Volume 4, Number 4, April 2013, pages 259-261

Isolated Fracture of the Lesser Trochanter as a First Manifestation of Metastatic Lung Carcinoma

Diego Reategui-Villegasa, b, Pilar Camacho Carrascoa, Alonso Zumbado Dijeresa, Jose Ballesteros Betancourta

aOrthopaedic Department, Hospital Clinic Barcelonam, Spain
bCorresponding author: Diego Reategui-Villegas, Orthopaedic Department, Hospital Clinic de Barcelona, Escalera 12, 4aplanta. C/ Villarroel 170. 08036. Barcelona, Spain

Manuscript accepted for publication January 22, 2013
Short title: Isolated Fracture of the Lesser Trochanter
doi: https://doi.org/10.4021/jmc1077w


Isolated fractures of the lesser femoral trochanter in adults without previous trauma, are rare, so an underlying pathology should be suspected. As a first option, a neoplastic process must be taken into account. Because the most frequent neoplastic pathology is metastases, a thorough medical history has to be taken and additional test must be done to diagnose the primary lesion. We report a case of a patient who presented with an isolated fracture of the lesser trochanter as the first manifestation of primary lung carcinoma.

Keywords: Lesser trochanter; Metastasis; Cancer


Isolated fractures of the lesser trochanter are uncommon at any age. Those that occur in children or young people, are caused by vigorous activity [1, 2], usually in the context of contact sport and as a result of sudden contraction of the iliopsoas muscle [3]. However, those seen in adults in the absence of previous trauma, should raise the suspicion of a neoplastic process [1-4]. We present the case of a patient who presented an isolated fracture of the femoral lesser trochanter as the first manifestation of metastatic lung cancer.

Case Report▴Top 

Sixty-nine year old male patient, smoker (55 packs/year), with a history of diabetes mellitus and a surgically treated right lumbar disc herniation 10 years before admission, who walked with a cane because of weakness in right leg.

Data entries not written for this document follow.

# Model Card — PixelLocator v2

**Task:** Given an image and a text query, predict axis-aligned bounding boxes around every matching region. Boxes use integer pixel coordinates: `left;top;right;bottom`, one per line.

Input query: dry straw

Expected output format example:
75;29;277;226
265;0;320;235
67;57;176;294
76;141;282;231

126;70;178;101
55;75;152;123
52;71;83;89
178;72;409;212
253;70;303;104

He presented in the emergency department of our hospital with moderate intensity pain at the right hip that worsened at night and had started two months before consultation.

Physical examination showed tenderness in the right greater trochanter area, preserved active and passive mobility of hip though painful in the entire range of motion. Examination of the respiratory system showed hypophonesis in left hemithorax. Complete blood count had leukocytosis with neutrophilia and hyperglycaemia. Hip X ray revealed a displaced isolated right lesser trochanter fracture (Fig. 1A, B). Chest radiograph showed the presence of a collapsed right lung and left pulmonary hilum tumor (Fig. 1C).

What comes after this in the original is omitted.